That one of the TEDTalks encourages the study of psychotropics, something with which I totally agree, seems great as the law idiotically blocks that research (not science by the way but conservative politics). To connect that to the belief that they expand consciousness where consciousness is god and to use that to show that miracles occur is nothing but adding god to science. It’s like those big bills in congress with all the little add ons that have nothing to do with the bill but pander to lobbying.

If our incredulous reaction is militant atheism then Deepak and his ilk are militant pseudoscientists in publicly promoting their ideas in a forum that has by definition excluded them because they are not promoting science but hanging on to theology by merging bronze age mythology with modern physics and biology–nay, even totemism, and prototheology with quantum physics. Entanglement is god! This pantheism is no kind of recognizable or realizable god whatsoever. Certainly not the anthropomorphic entities and attributes then assigned to it. Fine, make a misnomer of natural laws as god but don’t assign them human or animal qualities. Indeed if there isn’t evidence that can be evaluated then it’s utterly solipsistic mysticism; if there is evidence then it is by their own definition within science and can be studied. What is mystical cannot be discussed because it is a dimension so out of reach we don’t even know it exists as it shows no sign of its existence.
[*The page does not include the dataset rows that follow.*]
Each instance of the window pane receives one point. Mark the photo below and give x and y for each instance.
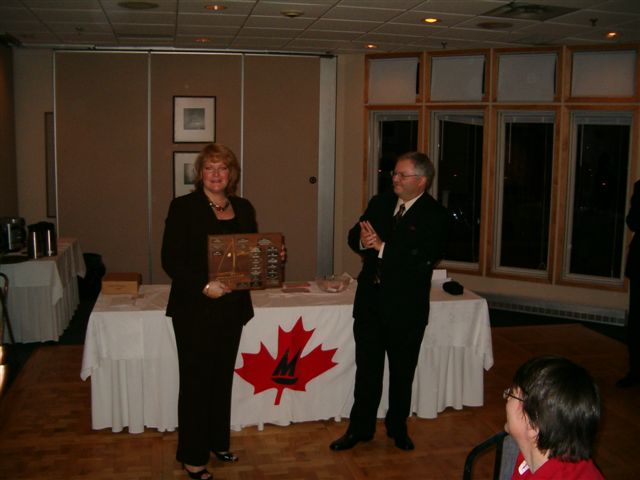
(599, 199)
(459, 178)
(526, 192)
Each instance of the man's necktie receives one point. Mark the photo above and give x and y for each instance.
(398, 215)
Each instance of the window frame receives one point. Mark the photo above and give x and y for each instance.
(497, 270)
(565, 276)
(434, 150)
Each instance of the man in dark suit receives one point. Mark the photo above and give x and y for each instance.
(632, 271)
(400, 238)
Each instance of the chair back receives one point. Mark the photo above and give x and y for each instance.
(506, 452)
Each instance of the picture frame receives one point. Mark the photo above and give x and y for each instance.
(183, 172)
(194, 119)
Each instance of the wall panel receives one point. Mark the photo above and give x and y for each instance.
(101, 122)
(187, 75)
(281, 153)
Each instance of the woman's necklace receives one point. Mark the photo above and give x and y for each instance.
(219, 208)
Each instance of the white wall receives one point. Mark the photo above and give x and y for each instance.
(33, 83)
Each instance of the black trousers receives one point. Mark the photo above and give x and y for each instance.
(633, 327)
(207, 349)
(400, 340)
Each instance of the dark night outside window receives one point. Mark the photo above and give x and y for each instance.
(526, 193)
(599, 198)
(459, 179)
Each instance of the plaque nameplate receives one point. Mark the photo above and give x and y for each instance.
(247, 261)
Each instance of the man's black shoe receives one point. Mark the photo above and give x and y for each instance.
(403, 442)
(347, 441)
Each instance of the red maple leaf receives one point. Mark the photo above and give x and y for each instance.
(288, 369)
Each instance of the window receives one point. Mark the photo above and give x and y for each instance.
(598, 192)
(457, 155)
(394, 133)
(393, 80)
(457, 78)
(525, 160)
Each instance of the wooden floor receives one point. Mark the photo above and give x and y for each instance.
(45, 425)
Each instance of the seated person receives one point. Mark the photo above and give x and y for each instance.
(553, 411)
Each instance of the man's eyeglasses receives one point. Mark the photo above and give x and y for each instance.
(403, 175)
(507, 393)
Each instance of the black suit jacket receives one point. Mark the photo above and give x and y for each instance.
(184, 256)
(412, 249)
(632, 269)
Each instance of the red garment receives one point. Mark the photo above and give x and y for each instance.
(558, 470)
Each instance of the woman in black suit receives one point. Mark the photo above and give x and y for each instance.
(207, 316)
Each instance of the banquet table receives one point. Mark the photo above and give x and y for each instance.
(130, 355)
(43, 293)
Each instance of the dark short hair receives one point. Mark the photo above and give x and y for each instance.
(563, 403)
(217, 152)
(422, 165)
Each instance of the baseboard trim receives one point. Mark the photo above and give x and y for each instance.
(583, 313)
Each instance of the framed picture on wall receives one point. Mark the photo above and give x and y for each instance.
(183, 172)
(194, 119)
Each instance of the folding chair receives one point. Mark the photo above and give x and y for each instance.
(505, 459)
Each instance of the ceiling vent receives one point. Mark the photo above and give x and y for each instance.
(528, 11)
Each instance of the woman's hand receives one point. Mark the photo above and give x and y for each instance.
(215, 289)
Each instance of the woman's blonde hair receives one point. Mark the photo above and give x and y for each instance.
(214, 153)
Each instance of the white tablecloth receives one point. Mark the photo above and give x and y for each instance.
(43, 293)
(130, 354)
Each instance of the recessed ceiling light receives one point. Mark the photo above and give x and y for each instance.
(495, 25)
(215, 7)
(292, 13)
(138, 5)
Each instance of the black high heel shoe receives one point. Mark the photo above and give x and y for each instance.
(226, 456)
(199, 475)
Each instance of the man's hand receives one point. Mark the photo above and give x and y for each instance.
(368, 236)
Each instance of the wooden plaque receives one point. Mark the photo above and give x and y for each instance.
(248, 261)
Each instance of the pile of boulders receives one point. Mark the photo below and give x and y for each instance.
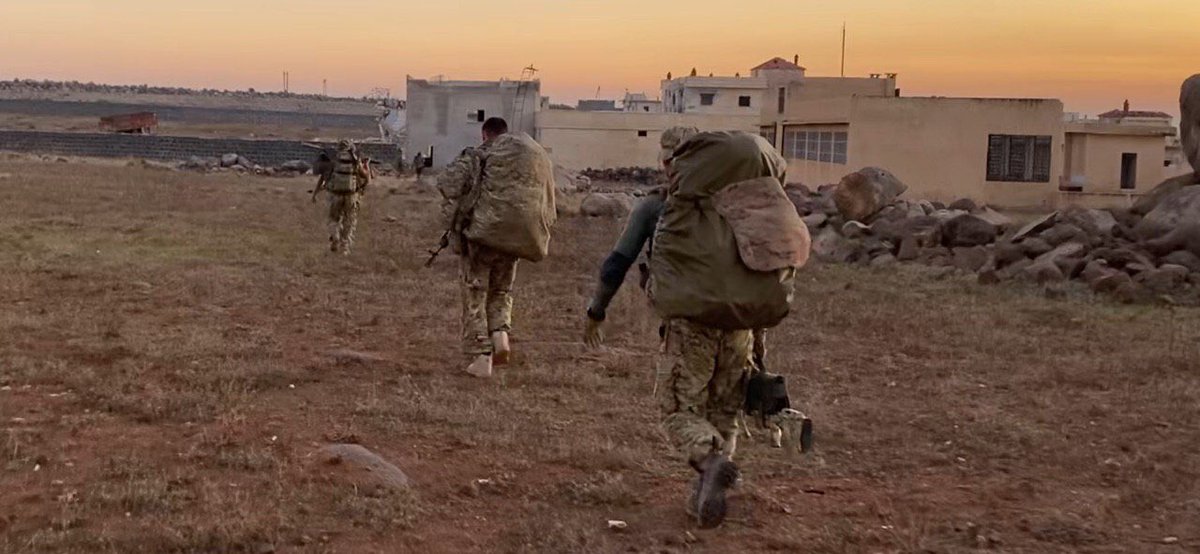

This is egostical and arrogant fetishism. Haven’t we spent long enough trying to make the world better by discerning subnaturalism from naturalism? If myths worked I’d be the first to join. Oh, wait, like Susan Blackmore I did explore them and found them incredibly wanting on all levels but mental masturbation and false comfort that took me away from real solutions.

Scientists studied maggots when they looked to how they help in wound infection. Scientists studied bloodletting and leeches as medicine. Both, again, long after they were originally discredited. There are plenty of far out things that are looked at. Indeed, a recent criticism of science by a pubcon was they were spending millions looking at worms. Turns out they are Guinea worms a bane to humans which if eradicated would relieve tremendous suffering.

That so many criticize TED reveals the depth of the New Nones, the spiritual ones, those that can’t leave their mythology and yet can’t go to antiquated institutes called churches. Pagans often do the same. It’s not that Carlos Castaneda was wrong it’s that he was right conceptually, hallucinations can provide insight, but his story was fabricated but it could have been real, true. No, these guys are charlatans like Tony Robbins who at a moment of deep depression and pennilessness decided he needed to make a mark on the world and get some cash. The best way to do it was to sell something that was tasty but unprovable. Fire walking is a miracle of intent. Mind over matter. Brilliant marketing! Bullshit made monetary.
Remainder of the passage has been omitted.